Transient disposition fifth. Commission for the control of occupational pension schemes formalised before the entry into force of Law 24/2001 of 27 December.

The employment pension plans formalised prior to the entry into force of Law 24/2001 of 27 December, of fiscal, administrative and social order measures, must be in line with the provisions of Article 7.3 of the recast of the Pension Plans and Funds Act and Articles 30 and 32 of this Regulation before 1 January 2005.

For compliance with Article 30.1.a) of this regulation, the corresponding collective agreement by which the composition of the control committee will be determined must be adopted within the said period. The specifications of the plan should be incorporated, if appropriate.

In order to adapt to the provisions of Article 32 of this Regulation, the corresponding specifications modification agreement shall be adopted before 1 January 2005.
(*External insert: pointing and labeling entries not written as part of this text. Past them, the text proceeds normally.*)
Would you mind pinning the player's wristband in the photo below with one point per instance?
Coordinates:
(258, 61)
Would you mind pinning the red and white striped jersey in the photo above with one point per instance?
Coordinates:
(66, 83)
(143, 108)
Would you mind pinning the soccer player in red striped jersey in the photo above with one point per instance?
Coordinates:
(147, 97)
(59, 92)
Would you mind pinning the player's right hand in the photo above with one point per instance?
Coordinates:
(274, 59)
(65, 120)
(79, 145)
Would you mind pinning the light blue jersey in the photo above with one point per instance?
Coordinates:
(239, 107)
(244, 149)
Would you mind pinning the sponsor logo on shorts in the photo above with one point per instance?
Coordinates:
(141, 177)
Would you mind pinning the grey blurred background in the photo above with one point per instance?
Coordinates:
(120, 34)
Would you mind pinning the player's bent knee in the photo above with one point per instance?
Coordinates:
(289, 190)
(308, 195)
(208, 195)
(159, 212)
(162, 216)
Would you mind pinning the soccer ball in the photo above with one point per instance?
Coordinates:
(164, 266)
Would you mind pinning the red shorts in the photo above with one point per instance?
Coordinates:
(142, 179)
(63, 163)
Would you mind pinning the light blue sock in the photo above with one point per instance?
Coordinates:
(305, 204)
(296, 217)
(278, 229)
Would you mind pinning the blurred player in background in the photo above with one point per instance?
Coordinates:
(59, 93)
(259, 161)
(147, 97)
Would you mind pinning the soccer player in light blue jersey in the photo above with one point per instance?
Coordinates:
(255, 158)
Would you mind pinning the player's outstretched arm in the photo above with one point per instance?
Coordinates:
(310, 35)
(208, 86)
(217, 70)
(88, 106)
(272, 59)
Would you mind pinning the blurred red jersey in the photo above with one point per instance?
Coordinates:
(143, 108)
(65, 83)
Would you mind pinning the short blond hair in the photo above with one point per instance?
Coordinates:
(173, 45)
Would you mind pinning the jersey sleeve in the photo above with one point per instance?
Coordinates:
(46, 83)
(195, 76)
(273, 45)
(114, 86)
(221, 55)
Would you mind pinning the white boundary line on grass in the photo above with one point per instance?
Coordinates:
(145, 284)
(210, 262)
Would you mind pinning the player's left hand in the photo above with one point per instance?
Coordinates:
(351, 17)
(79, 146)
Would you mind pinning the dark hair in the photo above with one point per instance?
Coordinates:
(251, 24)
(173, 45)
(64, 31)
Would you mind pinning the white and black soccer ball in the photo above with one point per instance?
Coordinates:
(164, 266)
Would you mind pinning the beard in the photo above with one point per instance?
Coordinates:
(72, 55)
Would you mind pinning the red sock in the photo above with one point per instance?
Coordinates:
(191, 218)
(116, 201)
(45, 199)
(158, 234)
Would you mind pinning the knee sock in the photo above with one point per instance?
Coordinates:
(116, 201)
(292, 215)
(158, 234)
After this period has not been adopted, the provisions of Article 30.1.a shall apply directly to the provisions of Article 32 (1) (a), as well as the provisions of Article 32, respectively.
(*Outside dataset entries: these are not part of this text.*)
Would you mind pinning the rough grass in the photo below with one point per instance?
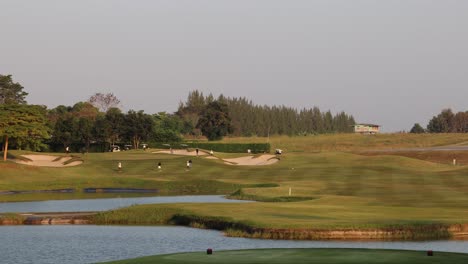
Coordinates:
(355, 142)
(323, 256)
(350, 190)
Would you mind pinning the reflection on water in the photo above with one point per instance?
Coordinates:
(88, 205)
(88, 244)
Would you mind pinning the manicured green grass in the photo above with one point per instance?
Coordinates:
(297, 256)
(330, 189)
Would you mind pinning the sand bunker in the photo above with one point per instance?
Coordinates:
(48, 161)
(252, 161)
(182, 152)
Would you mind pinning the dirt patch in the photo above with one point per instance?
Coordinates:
(48, 161)
(442, 157)
(182, 152)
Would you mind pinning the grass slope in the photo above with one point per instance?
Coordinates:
(323, 256)
(330, 189)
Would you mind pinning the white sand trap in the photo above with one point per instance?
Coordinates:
(253, 161)
(47, 161)
(182, 152)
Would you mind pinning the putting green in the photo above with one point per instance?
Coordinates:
(297, 256)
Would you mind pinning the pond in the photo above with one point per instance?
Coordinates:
(92, 205)
(89, 244)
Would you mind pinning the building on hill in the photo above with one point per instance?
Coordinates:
(366, 129)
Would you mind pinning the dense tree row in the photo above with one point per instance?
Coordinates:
(100, 122)
(445, 122)
(249, 119)
(21, 125)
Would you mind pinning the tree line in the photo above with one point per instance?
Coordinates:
(445, 122)
(249, 119)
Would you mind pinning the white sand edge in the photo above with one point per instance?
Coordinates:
(47, 161)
Final disposition first. Additional social provision for staff at the service of public administrations, entities and companies.

As provided for in the second final provision of the recast text of the Law on the Regulation of Pension Plans and Funds, public administrations, including local corporations, entities, bodies, etc. (a) they will be able to promote occupational pension schemes and to make contributions to them, as well as to collective insurance contracts, including those formalised by a business social security fund, to the (a) the additional provision of the recast text, for the purpose of to implement the commitments or obligations for pensions linked to the contingencies of Article 8.6 of the recast of the law relating to their official or employment staff or in relation to services governed by administrative rules statutory.
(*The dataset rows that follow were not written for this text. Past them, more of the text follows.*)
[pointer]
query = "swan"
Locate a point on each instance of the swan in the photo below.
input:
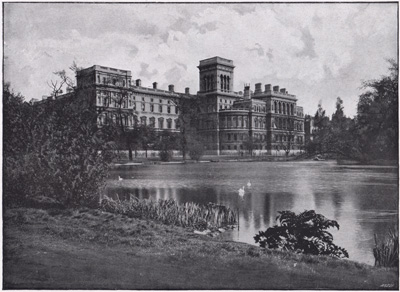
(241, 192)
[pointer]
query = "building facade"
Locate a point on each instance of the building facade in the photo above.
(265, 121)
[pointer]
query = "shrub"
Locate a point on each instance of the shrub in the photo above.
(166, 155)
(65, 156)
(386, 253)
(304, 233)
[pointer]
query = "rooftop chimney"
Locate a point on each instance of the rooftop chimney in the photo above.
(258, 88)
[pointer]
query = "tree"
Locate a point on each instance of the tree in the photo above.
(304, 233)
(377, 117)
(188, 108)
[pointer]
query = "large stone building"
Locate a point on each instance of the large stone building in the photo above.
(264, 121)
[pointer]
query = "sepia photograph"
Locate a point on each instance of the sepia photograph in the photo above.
(200, 146)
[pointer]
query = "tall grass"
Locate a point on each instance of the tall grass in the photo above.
(386, 252)
(170, 212)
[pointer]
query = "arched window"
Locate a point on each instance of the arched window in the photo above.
(161, 123)
(152, 122)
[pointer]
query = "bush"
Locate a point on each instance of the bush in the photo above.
(387, 252)
(65, 156)
(303, 233)
(166, 155)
The above shall be without prejudice to the corresponding budgetary rating available to each entity or undertaking, as well as to any prior authorisations to which they may be subject, both in character regulatory as administrative, in order, where appropriate, to allocate resources to the financing and implementation of the supplementary social provision of staff.

Benefits paid through pension schemes or collective insurance contracts, including those formalised by a business social security mutual fund, in accordance with the additional provision of the said text recast, shall not have the consideration of public pensions, nor shall be taken into account for the purpose of limiting the initial indication or fixing of the maximum amount of public pensions.

In the employment pension schemes promoted by the public administrations, the appointment of the members of the promoter or control committee, as well as the incorporation of the members and, where appropriate, the beneficiaries, may be carried out under the arrangements adopted for the purpose by the negotiating bodies established in the rules on the determination of the working conditions of the staff at the service of those bodies.

Final disposition second. Power for regulatory development.

It is up to the Minister of Economy, on a proposal from the Directorate-General for Insurance and Pension Funds and after hearing the Advisory Board of Insurance and Pension Funds, to develop the provisions contained in this report. a regulation on matters which are specifically attributed to the regulatory authority of that minister, as soon as it is necessary for its implementation.